In order to use torch.optim, we need to construct an Optimizer object Optimizer to save the current state and update the parameters according to the calculated gradient.
To build an optimizer optimizer, you must give it a list of all parameters that can be iteratively optimized (all parameters must be variables s). You can then specify specific options for program optimization, such as learning rate, weight attenuation, and so on.

optimizer = optim.SGD(model.parameters(), lr = 0.01, momentum=0.9)
optimizer = optim.Adam([var1, var2], lr = 0.0001)
self.optimizer_D_B = torch.optim.Adam(self.netD_B.parameters(),, betas=(opt.beta1, 0.999))
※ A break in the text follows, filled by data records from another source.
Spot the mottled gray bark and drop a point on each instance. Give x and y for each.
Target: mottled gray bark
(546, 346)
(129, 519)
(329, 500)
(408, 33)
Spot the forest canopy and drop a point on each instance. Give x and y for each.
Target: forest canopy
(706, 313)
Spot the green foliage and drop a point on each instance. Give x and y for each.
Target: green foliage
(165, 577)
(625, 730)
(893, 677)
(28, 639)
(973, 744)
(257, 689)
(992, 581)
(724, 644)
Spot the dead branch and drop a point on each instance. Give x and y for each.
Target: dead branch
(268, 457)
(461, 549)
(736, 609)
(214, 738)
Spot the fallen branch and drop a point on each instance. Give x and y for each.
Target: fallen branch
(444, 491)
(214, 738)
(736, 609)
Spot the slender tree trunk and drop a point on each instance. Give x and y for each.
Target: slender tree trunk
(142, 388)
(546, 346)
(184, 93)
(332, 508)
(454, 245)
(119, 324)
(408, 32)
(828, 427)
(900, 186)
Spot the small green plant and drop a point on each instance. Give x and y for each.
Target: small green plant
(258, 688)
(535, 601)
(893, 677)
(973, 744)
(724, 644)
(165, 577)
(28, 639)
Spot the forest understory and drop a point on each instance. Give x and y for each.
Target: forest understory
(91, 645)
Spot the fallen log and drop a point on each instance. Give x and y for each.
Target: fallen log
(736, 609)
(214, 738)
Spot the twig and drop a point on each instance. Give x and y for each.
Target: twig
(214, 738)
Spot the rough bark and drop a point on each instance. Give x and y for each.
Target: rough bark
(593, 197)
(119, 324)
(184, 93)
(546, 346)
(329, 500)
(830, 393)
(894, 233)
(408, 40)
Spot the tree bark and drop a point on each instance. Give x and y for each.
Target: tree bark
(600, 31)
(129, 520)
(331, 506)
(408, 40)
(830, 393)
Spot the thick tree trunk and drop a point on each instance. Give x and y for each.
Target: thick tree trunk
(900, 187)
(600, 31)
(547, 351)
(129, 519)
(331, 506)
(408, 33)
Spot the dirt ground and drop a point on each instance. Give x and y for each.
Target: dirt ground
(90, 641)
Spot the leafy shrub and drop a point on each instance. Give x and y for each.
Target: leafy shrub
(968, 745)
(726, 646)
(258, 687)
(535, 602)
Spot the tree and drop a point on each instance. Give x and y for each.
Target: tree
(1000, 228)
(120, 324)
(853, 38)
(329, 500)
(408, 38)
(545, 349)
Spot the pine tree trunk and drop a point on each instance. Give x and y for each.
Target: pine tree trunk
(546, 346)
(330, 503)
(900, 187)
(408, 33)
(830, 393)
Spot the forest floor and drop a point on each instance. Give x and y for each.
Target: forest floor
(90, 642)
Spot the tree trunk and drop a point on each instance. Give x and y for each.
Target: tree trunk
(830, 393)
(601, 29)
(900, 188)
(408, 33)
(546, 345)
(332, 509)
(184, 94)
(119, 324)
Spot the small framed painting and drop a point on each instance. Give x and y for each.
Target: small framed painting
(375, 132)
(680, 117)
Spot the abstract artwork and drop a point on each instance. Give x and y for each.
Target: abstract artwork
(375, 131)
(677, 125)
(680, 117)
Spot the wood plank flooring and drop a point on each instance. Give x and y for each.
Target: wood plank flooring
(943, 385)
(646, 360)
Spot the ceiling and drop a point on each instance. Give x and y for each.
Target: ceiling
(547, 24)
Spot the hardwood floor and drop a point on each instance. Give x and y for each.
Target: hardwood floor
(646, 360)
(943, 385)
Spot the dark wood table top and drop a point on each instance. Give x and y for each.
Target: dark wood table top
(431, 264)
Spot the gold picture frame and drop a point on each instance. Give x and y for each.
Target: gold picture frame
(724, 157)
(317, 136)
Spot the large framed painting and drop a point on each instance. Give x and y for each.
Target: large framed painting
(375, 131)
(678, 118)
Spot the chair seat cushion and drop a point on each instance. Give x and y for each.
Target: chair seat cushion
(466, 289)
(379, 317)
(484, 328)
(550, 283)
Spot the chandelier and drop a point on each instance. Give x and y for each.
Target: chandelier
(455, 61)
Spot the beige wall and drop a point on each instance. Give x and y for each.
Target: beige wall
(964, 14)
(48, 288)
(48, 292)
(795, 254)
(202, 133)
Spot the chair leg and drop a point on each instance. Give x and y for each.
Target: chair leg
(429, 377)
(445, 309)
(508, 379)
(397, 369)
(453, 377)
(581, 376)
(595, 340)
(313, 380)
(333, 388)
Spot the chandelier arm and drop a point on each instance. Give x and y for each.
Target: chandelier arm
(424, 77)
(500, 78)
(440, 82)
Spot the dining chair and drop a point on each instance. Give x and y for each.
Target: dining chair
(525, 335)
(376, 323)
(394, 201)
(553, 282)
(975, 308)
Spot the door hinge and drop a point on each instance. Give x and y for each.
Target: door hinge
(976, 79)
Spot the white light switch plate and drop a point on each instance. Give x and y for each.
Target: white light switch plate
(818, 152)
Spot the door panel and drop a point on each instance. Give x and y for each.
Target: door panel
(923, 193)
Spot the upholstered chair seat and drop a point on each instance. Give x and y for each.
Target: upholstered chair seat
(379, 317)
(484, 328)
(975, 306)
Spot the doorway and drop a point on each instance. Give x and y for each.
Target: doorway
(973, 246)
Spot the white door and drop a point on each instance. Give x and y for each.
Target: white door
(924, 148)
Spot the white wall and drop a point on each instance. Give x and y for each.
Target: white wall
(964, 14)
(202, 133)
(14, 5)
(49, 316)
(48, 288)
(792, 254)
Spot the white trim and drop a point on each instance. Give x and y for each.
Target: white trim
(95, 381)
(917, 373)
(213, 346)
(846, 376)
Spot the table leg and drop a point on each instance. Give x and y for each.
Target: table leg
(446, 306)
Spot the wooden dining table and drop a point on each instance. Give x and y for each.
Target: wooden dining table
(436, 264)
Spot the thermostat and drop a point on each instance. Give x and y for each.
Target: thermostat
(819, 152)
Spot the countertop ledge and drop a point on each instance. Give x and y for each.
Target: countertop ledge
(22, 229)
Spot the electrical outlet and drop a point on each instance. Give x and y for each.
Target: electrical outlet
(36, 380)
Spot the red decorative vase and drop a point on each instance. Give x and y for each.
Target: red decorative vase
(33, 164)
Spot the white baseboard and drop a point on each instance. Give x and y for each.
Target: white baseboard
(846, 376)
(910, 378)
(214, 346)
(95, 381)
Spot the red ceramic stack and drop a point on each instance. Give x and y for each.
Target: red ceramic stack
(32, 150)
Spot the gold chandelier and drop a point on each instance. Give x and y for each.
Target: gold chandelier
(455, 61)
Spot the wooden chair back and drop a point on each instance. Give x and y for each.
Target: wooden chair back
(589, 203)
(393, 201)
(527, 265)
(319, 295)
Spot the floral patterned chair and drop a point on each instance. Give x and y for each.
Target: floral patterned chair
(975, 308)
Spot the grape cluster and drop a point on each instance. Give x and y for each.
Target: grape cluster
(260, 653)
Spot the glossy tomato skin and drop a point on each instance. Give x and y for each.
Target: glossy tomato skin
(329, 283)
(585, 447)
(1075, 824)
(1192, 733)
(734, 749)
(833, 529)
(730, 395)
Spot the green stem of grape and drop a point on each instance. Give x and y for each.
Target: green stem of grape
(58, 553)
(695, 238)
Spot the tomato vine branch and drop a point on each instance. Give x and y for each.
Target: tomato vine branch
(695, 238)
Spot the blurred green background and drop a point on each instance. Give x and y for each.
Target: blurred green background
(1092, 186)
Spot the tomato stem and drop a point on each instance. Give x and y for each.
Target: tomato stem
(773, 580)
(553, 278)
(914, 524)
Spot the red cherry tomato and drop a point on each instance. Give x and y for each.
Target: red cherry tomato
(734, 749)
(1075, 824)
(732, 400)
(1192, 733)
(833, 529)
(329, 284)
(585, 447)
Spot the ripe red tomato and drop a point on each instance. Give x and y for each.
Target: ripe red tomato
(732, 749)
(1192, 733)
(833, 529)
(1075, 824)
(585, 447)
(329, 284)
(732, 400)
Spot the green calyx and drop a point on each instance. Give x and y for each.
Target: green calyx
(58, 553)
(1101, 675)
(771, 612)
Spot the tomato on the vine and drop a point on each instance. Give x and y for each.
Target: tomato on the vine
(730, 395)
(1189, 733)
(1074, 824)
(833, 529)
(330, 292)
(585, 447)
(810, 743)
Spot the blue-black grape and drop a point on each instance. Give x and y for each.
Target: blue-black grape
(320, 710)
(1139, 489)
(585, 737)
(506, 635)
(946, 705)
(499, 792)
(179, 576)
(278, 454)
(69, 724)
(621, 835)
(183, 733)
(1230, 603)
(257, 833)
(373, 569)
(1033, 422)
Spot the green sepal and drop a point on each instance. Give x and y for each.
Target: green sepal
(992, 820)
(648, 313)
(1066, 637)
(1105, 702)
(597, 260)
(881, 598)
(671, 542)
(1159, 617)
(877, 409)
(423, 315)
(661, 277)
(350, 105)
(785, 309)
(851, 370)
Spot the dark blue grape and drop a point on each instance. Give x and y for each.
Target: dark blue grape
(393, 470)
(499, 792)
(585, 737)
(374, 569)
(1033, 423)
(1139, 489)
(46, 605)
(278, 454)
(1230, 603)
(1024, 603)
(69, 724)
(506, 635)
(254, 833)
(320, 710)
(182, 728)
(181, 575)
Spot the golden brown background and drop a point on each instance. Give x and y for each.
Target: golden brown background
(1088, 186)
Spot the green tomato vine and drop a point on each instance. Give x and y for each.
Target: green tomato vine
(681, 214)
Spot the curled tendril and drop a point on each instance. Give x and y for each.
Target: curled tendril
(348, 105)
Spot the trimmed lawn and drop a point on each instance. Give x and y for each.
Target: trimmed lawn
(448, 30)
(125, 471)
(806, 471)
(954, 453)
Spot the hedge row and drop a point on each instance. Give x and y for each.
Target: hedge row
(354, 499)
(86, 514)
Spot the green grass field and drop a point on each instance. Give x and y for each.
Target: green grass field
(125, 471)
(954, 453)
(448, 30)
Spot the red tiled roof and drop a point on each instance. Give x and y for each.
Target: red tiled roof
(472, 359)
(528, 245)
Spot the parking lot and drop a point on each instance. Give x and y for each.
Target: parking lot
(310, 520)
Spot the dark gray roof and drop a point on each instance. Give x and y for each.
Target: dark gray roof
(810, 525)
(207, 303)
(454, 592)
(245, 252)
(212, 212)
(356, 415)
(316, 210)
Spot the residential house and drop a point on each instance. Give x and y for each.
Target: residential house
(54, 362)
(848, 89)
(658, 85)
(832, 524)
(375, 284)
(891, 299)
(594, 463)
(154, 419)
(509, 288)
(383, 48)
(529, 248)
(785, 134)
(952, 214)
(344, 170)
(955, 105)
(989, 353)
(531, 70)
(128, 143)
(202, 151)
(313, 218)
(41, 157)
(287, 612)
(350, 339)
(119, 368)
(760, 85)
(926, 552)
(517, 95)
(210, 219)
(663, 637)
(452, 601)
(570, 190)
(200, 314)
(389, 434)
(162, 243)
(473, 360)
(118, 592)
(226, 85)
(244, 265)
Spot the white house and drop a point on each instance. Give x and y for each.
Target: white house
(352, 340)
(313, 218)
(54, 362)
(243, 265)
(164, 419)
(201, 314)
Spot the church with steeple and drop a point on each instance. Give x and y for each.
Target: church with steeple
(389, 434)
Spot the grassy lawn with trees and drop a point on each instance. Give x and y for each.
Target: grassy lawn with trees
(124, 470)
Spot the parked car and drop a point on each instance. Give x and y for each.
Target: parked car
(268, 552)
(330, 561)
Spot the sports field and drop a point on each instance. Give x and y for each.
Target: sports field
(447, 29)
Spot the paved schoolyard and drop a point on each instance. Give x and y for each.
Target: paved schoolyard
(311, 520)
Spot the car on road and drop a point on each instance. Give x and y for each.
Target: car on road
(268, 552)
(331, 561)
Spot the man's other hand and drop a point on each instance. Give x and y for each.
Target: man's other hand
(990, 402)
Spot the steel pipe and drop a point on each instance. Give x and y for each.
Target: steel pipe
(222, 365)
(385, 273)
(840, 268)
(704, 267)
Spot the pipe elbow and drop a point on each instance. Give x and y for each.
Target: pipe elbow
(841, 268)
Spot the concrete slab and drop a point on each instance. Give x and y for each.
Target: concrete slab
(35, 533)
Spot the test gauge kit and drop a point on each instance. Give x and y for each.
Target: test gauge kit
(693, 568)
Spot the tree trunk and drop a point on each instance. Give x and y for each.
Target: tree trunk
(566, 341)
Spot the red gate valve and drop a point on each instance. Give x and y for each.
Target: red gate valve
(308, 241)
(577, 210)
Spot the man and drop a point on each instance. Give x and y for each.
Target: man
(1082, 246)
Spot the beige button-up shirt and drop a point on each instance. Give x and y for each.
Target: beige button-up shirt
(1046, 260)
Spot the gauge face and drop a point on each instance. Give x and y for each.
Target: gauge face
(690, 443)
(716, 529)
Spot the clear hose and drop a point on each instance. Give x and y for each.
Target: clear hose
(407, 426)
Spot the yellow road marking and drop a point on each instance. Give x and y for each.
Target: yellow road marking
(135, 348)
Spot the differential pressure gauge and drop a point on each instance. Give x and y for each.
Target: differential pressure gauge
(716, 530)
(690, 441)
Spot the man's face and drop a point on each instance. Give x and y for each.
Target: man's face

Optimizer also supports specifying each parameter option. Simply pass an iteratable dict to replace the previously iteratable Variable. Each item in dict can be defined as a separate parameter group. The parameter group uses a params key to contain the parameter list belonging to it. Other keys should match the keyword parameters accepted by the optimizer to be used as optimization options for this group.

     'params': model.base.parameters()},
     'params': model.classifier.parameters(), 'lr': 1e-3}
            ], lr=1e-2, momentum=0.9)

As above, model.base.parameters() will use the learning rate of 1e-2, and model.classifier.parameters() will use the learning rate of 1e-3. 0.9 momentum works on all parameters.
Optimization steps:
All optimizers and optimizers implement the step() method to update all parameters. It has two calling methods:


This is a simplified version supported by most optimizers. It will be called when using the following backward() method to calculate the gradient.

for input, target in dataset:
    output = model(input)
    loss = loss_fn(output, target)

Some optimization algorithms, such as conjugate gradient and LBFGS, need to re evaluate the objective function many times, so you must pass a closure to recalculate the model. Closure must clear the gradient, calculate and return the loss.

for input, target in dataset:
    def closure():
        output = model(input)
        loss = loss_fn(output, target)
        return loss

Adam algorithm:

adam algorithm source: Adam: A Method for Stochastic Optimization

Adam (adaptive motion estimation) is essentially RMSprop with momentum term. It uses the first-order moment estimation and second-order moment estimation of gradient to dynamically adjust the learning rate of each parameter. Its advantage is that after bias correction, the learning rate of each iteration has a certain range, so that the parameters are relatively stable. The formula is as follows:

Among them, the first two formulas are the first-order moment estimation and the second-order moment estimation of the gradient, which can be regarded as the estimation of the expected E|gt|and E|gt^2|;
Formulas 3 and 4 are the correction of the first-order and second-order moment estimation, which can be approximated as the unbiased estimation of the expectation. It can be seen that the direct moment estimation of the gradient has no additional memory requirements, and can be dynamically adjusted according to the gradient. The first part of the last item is a dynamic constraint on the learning rate n, and has a clear range.

class torch.optim.Adam(params, lr=0.001, betas=(0.9, 0.999), eps=1e-08, weight_decay=0)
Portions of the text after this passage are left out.